MOSCOW (MRC) -- PVC recycling continues to grow across Europe, with the UK contributing more than 20% - or 88,648 tonnes - to the total recycled through Recovinyl, the PVC industry's recycling scheme, in 2013, said Mhwmagazine.
A total of 435,083 tonnes of waste PVC was recycled through Recovinyl last year across its 16 European member countries. To date, the Recovinyl recycling network comprises 141 companies. Recovinyl is the operational arm of VinylPlus, the ten-year Voluntary Commitment of the European PVC industry, which is tackling the sustainability challenges for PVC and delivery of current recycling targets to 2020.
Waste PVC-U profiles comprised 50,421 tonnes of the UK's recycling effort in 2013, with pipes, rigid and flexible PVC films and cables making up the rest. This profile fraction is equivalent to the replacement of 3 million individual frames, or more than 300,000 homes based on an average of ten windows per house. The assumption is based on the weight of an average PVC-U window frame.

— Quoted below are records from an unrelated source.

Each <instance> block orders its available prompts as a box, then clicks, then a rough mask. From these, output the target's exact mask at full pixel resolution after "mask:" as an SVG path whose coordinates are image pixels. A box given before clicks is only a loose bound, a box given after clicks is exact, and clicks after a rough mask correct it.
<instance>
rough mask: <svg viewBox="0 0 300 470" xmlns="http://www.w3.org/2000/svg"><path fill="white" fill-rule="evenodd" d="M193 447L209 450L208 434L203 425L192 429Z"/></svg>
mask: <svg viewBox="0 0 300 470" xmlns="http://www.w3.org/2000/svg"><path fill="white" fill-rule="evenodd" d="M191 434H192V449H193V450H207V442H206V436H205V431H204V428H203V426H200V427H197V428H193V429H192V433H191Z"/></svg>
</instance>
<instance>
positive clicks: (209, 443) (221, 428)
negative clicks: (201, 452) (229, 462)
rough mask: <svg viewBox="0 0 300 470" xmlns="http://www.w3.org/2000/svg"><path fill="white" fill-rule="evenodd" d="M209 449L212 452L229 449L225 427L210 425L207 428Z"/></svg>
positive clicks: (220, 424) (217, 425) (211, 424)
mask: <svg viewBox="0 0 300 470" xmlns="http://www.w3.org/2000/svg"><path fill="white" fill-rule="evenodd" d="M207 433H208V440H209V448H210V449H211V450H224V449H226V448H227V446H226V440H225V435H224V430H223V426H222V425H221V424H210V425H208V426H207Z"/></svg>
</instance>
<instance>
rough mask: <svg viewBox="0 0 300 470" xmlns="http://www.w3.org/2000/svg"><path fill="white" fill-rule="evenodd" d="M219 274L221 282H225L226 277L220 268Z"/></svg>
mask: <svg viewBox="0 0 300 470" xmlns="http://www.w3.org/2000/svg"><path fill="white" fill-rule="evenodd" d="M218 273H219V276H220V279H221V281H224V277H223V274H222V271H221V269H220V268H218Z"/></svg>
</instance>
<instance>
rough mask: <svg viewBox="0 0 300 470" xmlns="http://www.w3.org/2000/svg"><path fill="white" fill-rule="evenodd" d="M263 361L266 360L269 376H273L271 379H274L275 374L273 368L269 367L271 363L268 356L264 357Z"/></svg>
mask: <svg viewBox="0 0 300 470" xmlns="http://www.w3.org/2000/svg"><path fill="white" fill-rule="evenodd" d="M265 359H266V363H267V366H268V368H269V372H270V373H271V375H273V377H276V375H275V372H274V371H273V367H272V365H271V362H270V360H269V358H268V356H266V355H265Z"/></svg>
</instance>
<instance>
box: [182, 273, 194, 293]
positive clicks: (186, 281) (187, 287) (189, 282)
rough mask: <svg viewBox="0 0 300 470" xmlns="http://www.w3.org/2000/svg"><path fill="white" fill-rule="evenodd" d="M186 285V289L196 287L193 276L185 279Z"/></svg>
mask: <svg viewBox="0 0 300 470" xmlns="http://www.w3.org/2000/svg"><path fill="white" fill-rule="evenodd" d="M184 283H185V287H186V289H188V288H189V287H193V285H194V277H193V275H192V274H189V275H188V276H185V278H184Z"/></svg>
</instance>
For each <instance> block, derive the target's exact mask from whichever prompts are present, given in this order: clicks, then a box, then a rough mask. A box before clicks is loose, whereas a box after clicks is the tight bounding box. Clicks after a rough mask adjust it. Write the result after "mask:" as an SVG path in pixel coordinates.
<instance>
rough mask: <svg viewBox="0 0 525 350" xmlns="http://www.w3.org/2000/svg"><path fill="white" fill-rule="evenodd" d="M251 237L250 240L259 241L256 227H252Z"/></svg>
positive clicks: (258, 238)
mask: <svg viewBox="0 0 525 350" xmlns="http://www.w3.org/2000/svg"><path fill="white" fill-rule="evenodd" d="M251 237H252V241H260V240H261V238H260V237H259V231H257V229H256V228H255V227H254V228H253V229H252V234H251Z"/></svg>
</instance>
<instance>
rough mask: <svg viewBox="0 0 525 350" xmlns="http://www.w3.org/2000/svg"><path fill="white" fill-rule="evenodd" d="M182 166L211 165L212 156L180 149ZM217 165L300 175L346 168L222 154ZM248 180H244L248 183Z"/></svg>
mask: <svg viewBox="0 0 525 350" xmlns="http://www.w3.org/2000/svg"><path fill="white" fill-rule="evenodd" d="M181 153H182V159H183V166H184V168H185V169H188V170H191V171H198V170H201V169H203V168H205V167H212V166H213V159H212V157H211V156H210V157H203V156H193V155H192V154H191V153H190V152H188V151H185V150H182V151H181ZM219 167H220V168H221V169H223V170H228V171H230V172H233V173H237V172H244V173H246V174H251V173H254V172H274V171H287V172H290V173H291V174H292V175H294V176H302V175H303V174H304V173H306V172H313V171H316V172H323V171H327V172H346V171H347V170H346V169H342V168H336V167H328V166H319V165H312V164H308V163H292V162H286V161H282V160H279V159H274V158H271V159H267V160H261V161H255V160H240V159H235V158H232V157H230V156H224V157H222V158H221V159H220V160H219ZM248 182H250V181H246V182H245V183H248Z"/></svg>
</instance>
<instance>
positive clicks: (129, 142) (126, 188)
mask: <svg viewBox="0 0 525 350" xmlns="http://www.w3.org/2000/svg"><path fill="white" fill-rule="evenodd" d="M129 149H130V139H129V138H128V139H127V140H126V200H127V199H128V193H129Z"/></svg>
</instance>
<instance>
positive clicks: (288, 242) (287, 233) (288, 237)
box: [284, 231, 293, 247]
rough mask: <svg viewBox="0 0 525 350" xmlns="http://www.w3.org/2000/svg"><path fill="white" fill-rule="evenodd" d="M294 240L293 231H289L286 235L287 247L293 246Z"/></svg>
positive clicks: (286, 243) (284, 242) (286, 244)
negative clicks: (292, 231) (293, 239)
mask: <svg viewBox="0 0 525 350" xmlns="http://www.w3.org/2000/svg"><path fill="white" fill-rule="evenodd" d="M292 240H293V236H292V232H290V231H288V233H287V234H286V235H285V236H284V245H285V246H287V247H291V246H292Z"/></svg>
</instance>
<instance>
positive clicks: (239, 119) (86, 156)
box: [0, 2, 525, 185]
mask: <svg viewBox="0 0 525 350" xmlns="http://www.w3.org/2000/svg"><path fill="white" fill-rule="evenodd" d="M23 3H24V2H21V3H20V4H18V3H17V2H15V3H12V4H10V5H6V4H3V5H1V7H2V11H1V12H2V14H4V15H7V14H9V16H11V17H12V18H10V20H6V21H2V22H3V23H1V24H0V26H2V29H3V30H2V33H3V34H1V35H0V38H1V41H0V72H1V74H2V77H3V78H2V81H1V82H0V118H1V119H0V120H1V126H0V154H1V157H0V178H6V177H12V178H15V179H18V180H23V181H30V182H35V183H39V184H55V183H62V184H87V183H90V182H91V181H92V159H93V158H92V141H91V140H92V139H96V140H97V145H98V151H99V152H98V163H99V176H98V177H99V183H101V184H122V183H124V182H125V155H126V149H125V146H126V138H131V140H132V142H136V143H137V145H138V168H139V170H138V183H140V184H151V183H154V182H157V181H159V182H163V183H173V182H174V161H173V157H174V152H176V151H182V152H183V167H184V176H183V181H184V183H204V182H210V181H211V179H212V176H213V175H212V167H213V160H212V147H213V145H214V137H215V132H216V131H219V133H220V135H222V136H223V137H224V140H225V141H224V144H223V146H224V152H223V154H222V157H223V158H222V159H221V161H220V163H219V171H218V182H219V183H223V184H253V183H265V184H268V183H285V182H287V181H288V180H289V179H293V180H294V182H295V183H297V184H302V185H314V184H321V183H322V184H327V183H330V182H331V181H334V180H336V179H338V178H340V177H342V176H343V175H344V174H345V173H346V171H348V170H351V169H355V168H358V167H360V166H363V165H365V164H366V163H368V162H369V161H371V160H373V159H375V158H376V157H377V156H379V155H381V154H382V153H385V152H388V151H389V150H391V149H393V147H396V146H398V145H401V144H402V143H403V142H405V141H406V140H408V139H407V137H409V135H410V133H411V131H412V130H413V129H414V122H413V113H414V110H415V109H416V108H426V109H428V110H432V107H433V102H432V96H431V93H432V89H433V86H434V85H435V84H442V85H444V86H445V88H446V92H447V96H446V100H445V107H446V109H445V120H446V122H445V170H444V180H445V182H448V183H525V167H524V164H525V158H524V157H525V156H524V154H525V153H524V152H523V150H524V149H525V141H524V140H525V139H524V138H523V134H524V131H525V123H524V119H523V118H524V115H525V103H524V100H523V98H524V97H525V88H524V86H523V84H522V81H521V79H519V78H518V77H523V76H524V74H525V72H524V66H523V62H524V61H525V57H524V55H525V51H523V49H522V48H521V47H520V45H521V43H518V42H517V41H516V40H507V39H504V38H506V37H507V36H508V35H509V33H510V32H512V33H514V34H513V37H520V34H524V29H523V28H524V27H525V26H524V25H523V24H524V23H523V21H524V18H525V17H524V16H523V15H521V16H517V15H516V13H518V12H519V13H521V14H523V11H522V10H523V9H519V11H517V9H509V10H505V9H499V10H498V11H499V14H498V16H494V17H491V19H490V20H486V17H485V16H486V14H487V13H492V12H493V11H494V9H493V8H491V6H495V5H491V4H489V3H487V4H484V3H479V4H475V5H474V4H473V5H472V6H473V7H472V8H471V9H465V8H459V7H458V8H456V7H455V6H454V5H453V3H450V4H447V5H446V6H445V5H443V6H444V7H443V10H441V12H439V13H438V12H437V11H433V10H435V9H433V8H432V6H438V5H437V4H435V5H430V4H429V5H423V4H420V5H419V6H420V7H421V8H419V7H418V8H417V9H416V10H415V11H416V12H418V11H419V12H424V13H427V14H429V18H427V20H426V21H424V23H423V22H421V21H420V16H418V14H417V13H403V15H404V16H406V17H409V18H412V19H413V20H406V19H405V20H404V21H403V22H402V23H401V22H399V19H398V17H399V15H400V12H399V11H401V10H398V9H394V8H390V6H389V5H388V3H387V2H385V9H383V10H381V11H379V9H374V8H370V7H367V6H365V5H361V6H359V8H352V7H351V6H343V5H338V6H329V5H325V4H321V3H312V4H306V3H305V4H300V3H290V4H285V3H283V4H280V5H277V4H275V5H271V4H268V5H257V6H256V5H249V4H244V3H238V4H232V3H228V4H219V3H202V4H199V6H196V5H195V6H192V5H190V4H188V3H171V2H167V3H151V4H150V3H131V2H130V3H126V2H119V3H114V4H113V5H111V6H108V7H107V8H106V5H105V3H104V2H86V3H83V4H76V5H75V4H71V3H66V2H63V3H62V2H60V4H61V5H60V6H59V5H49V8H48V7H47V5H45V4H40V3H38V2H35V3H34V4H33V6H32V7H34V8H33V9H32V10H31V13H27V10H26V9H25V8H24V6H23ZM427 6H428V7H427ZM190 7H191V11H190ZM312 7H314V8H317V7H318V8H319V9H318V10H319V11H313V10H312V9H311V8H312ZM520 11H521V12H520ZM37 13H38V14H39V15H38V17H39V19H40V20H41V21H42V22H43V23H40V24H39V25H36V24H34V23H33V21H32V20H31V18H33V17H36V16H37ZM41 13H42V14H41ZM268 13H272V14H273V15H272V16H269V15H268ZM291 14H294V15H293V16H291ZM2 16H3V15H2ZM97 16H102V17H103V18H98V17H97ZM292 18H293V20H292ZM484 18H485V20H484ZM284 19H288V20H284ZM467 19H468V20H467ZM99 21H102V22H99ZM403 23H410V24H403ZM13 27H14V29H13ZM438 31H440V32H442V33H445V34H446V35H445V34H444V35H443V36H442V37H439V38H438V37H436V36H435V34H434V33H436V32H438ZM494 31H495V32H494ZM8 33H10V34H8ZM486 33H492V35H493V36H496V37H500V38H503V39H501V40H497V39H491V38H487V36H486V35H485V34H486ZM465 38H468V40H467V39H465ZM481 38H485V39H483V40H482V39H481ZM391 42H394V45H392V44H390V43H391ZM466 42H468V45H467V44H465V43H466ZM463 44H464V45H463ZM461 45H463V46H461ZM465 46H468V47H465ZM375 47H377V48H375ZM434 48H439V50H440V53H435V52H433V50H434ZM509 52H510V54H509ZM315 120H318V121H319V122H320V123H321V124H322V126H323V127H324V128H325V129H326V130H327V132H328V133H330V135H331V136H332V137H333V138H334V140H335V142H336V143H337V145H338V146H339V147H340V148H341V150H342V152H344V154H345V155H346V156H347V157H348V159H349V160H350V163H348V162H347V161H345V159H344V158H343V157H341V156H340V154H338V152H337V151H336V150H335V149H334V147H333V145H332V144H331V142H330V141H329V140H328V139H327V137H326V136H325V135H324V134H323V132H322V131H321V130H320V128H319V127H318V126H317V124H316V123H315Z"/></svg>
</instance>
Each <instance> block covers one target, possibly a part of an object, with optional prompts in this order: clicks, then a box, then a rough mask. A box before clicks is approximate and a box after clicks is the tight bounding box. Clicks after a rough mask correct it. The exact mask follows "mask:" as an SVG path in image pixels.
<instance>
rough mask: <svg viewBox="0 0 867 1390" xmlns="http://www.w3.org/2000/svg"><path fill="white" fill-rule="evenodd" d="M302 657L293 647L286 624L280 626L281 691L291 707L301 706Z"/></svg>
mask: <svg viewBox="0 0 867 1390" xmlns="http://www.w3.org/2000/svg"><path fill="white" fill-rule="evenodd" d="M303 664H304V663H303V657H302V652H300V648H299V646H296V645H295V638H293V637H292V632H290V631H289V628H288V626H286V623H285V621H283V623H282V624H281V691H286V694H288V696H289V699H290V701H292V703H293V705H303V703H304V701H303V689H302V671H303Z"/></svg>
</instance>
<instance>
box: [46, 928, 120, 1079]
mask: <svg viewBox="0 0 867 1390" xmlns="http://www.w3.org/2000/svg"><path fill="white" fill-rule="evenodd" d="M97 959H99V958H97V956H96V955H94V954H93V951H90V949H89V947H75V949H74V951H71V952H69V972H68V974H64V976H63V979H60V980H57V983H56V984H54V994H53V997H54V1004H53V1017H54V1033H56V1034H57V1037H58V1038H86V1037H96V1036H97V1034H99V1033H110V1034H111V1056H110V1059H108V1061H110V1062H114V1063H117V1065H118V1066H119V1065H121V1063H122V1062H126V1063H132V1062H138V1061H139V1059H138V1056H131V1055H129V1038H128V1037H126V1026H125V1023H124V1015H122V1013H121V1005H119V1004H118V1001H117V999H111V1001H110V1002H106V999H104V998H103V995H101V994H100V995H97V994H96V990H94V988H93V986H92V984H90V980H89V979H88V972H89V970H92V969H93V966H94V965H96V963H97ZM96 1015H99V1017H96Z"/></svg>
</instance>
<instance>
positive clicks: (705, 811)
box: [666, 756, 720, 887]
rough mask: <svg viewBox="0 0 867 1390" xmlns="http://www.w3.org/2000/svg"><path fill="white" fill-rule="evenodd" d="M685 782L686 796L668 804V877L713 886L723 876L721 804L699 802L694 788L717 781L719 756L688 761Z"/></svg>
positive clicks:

Having already established significant volumes of PVC recycling with Vinyl 2010, Recovinyl's strategy now is to consolidate and increase the steady supply of PVC waste being recycled in Europe by creating demand - a 'pull-market' for recycled PVC material - from the converting industry.
Potential new recycling opportunities for PVC include non-infectious medical PVC waste from hospitals, such as IV Fluid and oxygen bags. This type of waste is the focus of a new VinylPlus-funded research project undertaken jointly by Axion Consulting and the BPF Vinyls Group.
As part of its drive to increase PVC recycling, VinylPlus has issued new communications material showcasing the sector's achievements. The VinylPlus PVC Recycling Technologies brochure outlines some of the challenges and solutions for extending recycling of waste PVC, with an emphasis on the emerging technologies that can access the 'more difficult to recycle' waste streams.
Its 'Closing the Loop with PVC' document showcases best practice examples developed within the framework of the VinylPlus programme, such as extensive recycling of PVC products from the 2012 London Olympics. One of the objectives of the VinylPlus Voluntary Commitment is to recycle 800,000 tonnes of PVC waste per year by 2020, including 100,000 tonnes of difficult to recycle PVC through innovative recycling technologies.
As MRC wrote before, a group of European plastics converters, recyclers and collectors have completed a two-year project that looks at steps that can be taken to boost the use of post-consumer plastic scrap. The project was conducted by European Plastics Recyclers (EuPR) and the European Association of Plastics Recycling and Recovery Organisations (EPRO) in collaboration with the European Plastics Converters (EuPC), the European Association unoriented Polyester Films (EuPET), Recovinyl, the German company Cyclos GmbH and a few plastics recycling companies to perform the first pilot audits at factory level.